The fifth nvironment was the stair railing handle from the stairwell of the Biology building. The sixth environment was the spacebar on the keyboard of the laboratory computer. The seventh environment was the mouthpiece of the water fountain in the Biology building. To enable us to check whether or not our aseptic technique was effective the eight Petri dish was our control plate that was struck with the sterile water only. These streaks with sterile water represent control treatments. The bacteria was incubated at 37°C for 2-3 days and then put into the refrigerator for storage.
Results Two of the Petri dishes had small bacteria diversity and also a slow growth rate- the chair seat of laboratory environment sample and the water fountain mouthpiece sample (Table 1). Three of the Petri dishes had medium bacteria diversity and regular growth- the frame of the chalkboard, the stair railing handle from the stairwell, and the spacebar of the keyboard (Table 1). The other two Petri dishes had medium bacteria diversity and fast growth rate- the bottom of the shoe and the floor mat inside the doorway of the Biology building (Table 1).
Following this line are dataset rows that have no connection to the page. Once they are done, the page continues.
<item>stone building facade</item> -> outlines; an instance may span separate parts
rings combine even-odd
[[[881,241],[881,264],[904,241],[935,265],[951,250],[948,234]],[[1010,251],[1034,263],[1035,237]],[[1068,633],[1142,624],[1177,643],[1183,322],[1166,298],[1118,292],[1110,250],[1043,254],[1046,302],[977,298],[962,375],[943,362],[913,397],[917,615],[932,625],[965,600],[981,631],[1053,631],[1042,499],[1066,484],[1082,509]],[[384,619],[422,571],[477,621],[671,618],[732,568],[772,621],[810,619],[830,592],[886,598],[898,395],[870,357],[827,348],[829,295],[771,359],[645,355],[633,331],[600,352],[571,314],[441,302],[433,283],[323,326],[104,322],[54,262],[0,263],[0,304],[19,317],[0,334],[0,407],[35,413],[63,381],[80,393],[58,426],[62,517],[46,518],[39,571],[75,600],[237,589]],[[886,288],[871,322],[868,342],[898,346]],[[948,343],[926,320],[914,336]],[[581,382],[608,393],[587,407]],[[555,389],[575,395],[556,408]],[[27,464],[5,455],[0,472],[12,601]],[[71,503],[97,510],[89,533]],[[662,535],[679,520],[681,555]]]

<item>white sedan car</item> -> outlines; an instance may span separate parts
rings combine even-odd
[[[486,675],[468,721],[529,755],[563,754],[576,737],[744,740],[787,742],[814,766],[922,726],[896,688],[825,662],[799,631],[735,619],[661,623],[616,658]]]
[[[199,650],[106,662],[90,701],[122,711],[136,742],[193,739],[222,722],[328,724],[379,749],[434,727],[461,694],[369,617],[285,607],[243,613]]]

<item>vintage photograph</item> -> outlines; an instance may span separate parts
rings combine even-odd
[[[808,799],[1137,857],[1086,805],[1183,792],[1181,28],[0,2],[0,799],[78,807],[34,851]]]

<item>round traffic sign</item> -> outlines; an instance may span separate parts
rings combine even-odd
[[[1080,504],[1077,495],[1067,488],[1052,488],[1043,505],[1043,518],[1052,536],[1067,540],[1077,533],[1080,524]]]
The Petri dish with the sterile water streaks had no bacteria growth or diversity indicating our aseptic technique was effective. Discussion The results that were obtained in the experiment did not support the hypothesis that there would be large diversity and fast growing rates in each environment. Every environment sample had its own growth rate and bacteria diversity. The primary reason may be that conditions are rarely optimum. Scientists who study bacteria try to create the optimum environment in the lab: culture medium with the necessary energy source, nutrients, pH, and temperature, in which bacteria grow predictably.
Most of the strains used in the classroom either require oxygen for growth or grow better with oxygen. These bacteria will grow better on agar plates, where air readily diffuses into the bacterial colony, or in liquid cultures that are shaken. Since diffusion of oxygen into liquid depends on the surface area, it is important to have a large surface; volume ratio. This means that cultures will grow best in flasks in which the volume of liquid is small relative to the size of the vessel. Also another factor that affects growth is the nutritional medium. Bacteria grow best when optimal amounts of nutrients are provided.